On Fri, 26 Aug 2005, Dick St.Peters wrote:
Forwarding is NOT "technically wrong." How to do it is described in
RFC 1123, which says that except for the envelope RCPT TO address, the
envelope is unchanged.
If you want it to *become* technically wrong, start an RFC process to
make it so. Until you succeed in getting that RFC accepted, please
stop misrepresenting what is valid now.
Amen. And sender rewriting is not required to properly check SPF.
All this is required is knowing who your forwarders are (admittedly, not
an easy task for some recipients) and listing them for your SPF
checker. Just as SPF senders need to know who their senders are
and list them. If you can't find all your forwarders, then don't
reject on SPF (and just use the results for statistical filtering).

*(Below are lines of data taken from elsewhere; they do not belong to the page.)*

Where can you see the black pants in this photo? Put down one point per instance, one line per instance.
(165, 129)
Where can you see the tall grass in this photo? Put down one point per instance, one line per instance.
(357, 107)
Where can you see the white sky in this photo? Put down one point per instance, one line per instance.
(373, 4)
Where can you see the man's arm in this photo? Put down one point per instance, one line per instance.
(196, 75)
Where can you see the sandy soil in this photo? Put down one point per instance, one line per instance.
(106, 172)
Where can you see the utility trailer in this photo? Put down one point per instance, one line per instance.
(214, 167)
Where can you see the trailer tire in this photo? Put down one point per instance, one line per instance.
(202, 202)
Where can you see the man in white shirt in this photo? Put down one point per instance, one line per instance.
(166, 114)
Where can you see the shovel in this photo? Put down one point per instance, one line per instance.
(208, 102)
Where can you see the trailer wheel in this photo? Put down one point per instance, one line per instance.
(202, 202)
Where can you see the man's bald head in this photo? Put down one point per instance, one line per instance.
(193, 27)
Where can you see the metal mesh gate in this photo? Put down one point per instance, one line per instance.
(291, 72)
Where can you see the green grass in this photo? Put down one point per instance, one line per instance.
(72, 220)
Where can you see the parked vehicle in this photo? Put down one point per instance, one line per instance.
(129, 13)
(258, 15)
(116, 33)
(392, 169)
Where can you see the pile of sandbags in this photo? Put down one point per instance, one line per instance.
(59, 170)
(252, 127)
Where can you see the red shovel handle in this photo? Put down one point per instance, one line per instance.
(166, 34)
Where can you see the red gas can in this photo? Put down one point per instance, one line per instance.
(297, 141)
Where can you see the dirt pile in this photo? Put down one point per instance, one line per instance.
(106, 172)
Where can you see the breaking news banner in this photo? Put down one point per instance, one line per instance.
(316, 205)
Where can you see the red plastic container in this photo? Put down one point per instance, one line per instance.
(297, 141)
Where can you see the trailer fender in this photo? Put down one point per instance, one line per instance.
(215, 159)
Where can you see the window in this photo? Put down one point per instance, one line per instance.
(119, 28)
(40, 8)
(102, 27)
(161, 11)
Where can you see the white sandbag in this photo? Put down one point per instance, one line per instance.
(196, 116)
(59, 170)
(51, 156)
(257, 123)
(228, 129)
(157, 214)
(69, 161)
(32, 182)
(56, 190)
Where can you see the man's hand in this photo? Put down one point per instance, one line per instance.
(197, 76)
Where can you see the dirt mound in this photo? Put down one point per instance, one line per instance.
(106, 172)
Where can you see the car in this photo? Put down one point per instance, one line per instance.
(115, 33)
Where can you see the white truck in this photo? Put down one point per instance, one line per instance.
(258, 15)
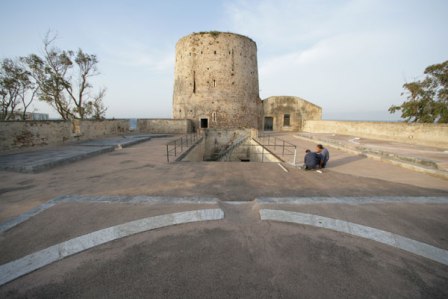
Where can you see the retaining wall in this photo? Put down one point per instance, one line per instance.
(28, 134)
(435, 135)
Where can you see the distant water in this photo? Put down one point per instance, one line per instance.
(132, 124)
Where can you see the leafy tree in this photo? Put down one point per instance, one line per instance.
(428, 98)
(17, 89)
(63, 77)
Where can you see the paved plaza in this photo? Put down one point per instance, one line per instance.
(126, 223)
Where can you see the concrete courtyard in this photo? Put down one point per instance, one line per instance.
(240, 253)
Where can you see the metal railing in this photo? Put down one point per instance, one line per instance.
(227, 153)
(176, 147)
(279, 147)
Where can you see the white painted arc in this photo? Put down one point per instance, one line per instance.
(388, 238)
(39, 259)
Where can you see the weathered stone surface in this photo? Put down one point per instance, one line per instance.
(19, 135)
(435, 135)
(216, 78)
(297, 108)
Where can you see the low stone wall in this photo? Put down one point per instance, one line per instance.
(19, 134)
(165, 126)
(28, 134)
(435, 135)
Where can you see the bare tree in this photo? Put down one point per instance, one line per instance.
(17, 89)
(63, 77)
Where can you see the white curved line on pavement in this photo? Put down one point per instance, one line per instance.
(397, 241)
(39, 259)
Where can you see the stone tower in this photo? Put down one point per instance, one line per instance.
(216, 81)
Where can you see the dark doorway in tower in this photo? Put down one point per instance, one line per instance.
(204, 123)
(268, 123)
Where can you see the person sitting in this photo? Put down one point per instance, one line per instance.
(324, 155)
(311, 160)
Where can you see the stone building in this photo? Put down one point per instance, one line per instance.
(216, 86)
(216, 81)
(286, 113)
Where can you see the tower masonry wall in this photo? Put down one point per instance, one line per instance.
(216, 79)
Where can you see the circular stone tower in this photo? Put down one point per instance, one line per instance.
(216, 81)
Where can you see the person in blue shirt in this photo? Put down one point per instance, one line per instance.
(311, 160)
(324, 155)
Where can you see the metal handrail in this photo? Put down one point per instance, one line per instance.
(228, 151)
(286, 148)
(176, 147)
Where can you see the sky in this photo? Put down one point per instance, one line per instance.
(351, 57)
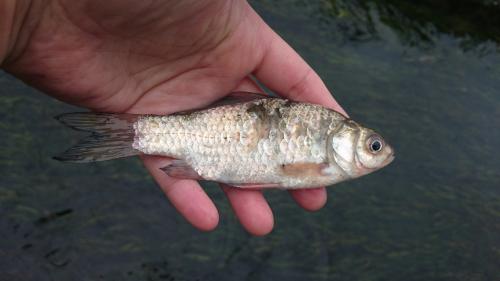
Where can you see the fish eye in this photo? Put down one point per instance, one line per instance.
(375, 143)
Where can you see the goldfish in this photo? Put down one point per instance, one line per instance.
(246, 140)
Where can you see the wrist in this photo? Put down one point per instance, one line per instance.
(17, 19)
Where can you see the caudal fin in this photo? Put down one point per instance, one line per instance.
(112, 136)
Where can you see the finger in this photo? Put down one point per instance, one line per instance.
(310, 199)
(187, 196)
(248, 85)
(285, 72)
(251, 209)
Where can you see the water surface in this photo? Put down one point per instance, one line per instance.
(425, 75)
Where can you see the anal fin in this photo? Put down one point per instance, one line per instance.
(256, 185)
(181, 170)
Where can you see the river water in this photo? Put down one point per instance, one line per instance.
(427, 76)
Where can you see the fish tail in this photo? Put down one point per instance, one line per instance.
(111, 136)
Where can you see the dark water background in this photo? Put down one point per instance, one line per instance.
(426, 74)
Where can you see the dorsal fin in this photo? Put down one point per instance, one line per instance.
(239, 97)
(232, 98)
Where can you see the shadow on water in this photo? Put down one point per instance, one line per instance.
(425, 74)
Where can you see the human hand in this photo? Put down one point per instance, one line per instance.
(160, 57)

It's so simple. But so many SPF checkers get it wrong. Instead
of arguing about whether SPF "breaks" forwarding (by requiring
a list of forwarders to check SPF) - why don't we provide clear
instructions for various SPF checkers on how to list forwarders?
People implementing SPF for the first time need to at the very
least be aware of the requirement. All the rhetoric about
"breaking" doesn't convey the fact that they NEED TO DO SOMETHING
about forwarders - list them. Or don't reject. Their choice.
About the most holy RFC 1123. With that regime, any bozo anywhere in the world
can start forwarding stuff to me without my asking them too. And they
do. It is a *feature* of SPF that those bozos get rejected.
If I really did ask them to forward stuff to me, I'll list them.
--
Stuart D. Gathman <stuart(_at_)bmsi(_dot_)com>
Business Management Systems Inc. Phone: 703 591-0911 Fax: 703 591-6154
"Confutatis maledictis, flamis acribus addictis" - background song for
a Microsoft sponsored "Where do you want to go from here?" commercial.